É legítimo questionar se o foco deve ser nos riscos financeiros, por vezes a curto prazo, ou, em vez disso, nos riscos técnicos, operacionais, de reputação, entre outros, que são riscos reais que podem ditar o destino das empresas. A forma como o risco é abordado pela maioria das organizações revela-se insuficiente, tendo raramente em consideração relações de causa-e-efeito, por detrás dos problemas observados. Questionar tendo por base as áreas do modelo de política de empresa pode suportar uma melhor abordagem aos riscos, colocando questões como as seguintes:

  • Como é que o risco X afecta o negócio?
  • Qual é a relação do risco X com a estrutura da empresa?
  • Qual é a relação entre os sistemas de incentivos e o risco?
  • Os sistemas de incentivos estão a induzir comportamentos menos éticos?
  • Como é que a cultura organizacional afecta o risco ou é afectada por ele?
  • Qual o nível de iniciativa e inovação na empresa?


Através do questionar sistemático, o conselho pode gerar visibilidade adicional, e avaliar como os riscos afectam e são afectados pelas quatro áreas de governo do Modelo de Política de Empresa.

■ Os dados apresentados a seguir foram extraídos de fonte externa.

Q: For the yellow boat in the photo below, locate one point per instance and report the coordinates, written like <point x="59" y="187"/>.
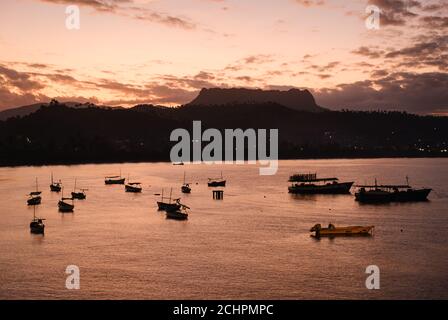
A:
<point x="341" y="231"/>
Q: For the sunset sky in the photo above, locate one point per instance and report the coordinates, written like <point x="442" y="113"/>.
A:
<point x="164" y="51"/>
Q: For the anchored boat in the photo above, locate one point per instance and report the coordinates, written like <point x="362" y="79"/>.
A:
<point x="169" y="206"/>
<point x="34" y="197"/>
<point x="55" y="186"/>
<point x="114" y="179"/>
<point x="216" y="182"/>
<point x="65" y="206"/>
<point x="80" y="195"/>
<point x="390" y="193"/>
<point x="185" y="187"/>
<point x="134" y="187"/>
<point x="178" y="214"/>
<point x="309" y="183"/>
<point x="37" y="225"/>
<point x="341" y="231"/>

As tarefas que o conselho de administração deve abordar são essencialmente aquelas que determinam a prosperidade e a sustentabilidade do negócio na presença de várias tipologias de risco. Um enfoque excessivo no risco financeiro, bem como uma abordagem demasiado normativa com enfoque no compliancepode ser contrária à sustentabilidade da organização. Compliance permite atingir os mínimos, mas é a prudência e as boas decisões que aspiram ao máximo desempenho empresarial. Códigos de boa governance, são condição necessária, mas não suficiente para evitar o desastre.

REFERÊNCIAS

[1] Valero, A. & Tomas, J.L.L. (2002). Política de Empresa. O Governo da Empresa de Negócios. Lisboa: Edições AESE.
[2] Simon, H. A. (1957). Models of man, social and rational. New York: Wiley.
[3] Cerf, C. & Navasky, V. (1984). The Experts Speak. New York: Pantheon Books.
[4] Ormazabal, G. (2016). Risk oversight: What every director should know. IESEInsight, issue 28 1st Quarter.
[5] Bromiley, P., & Rau, D. (2016). Strategic risk management. A better way of managing major risks. IESEInsight. Issue 28, 1st Quarter.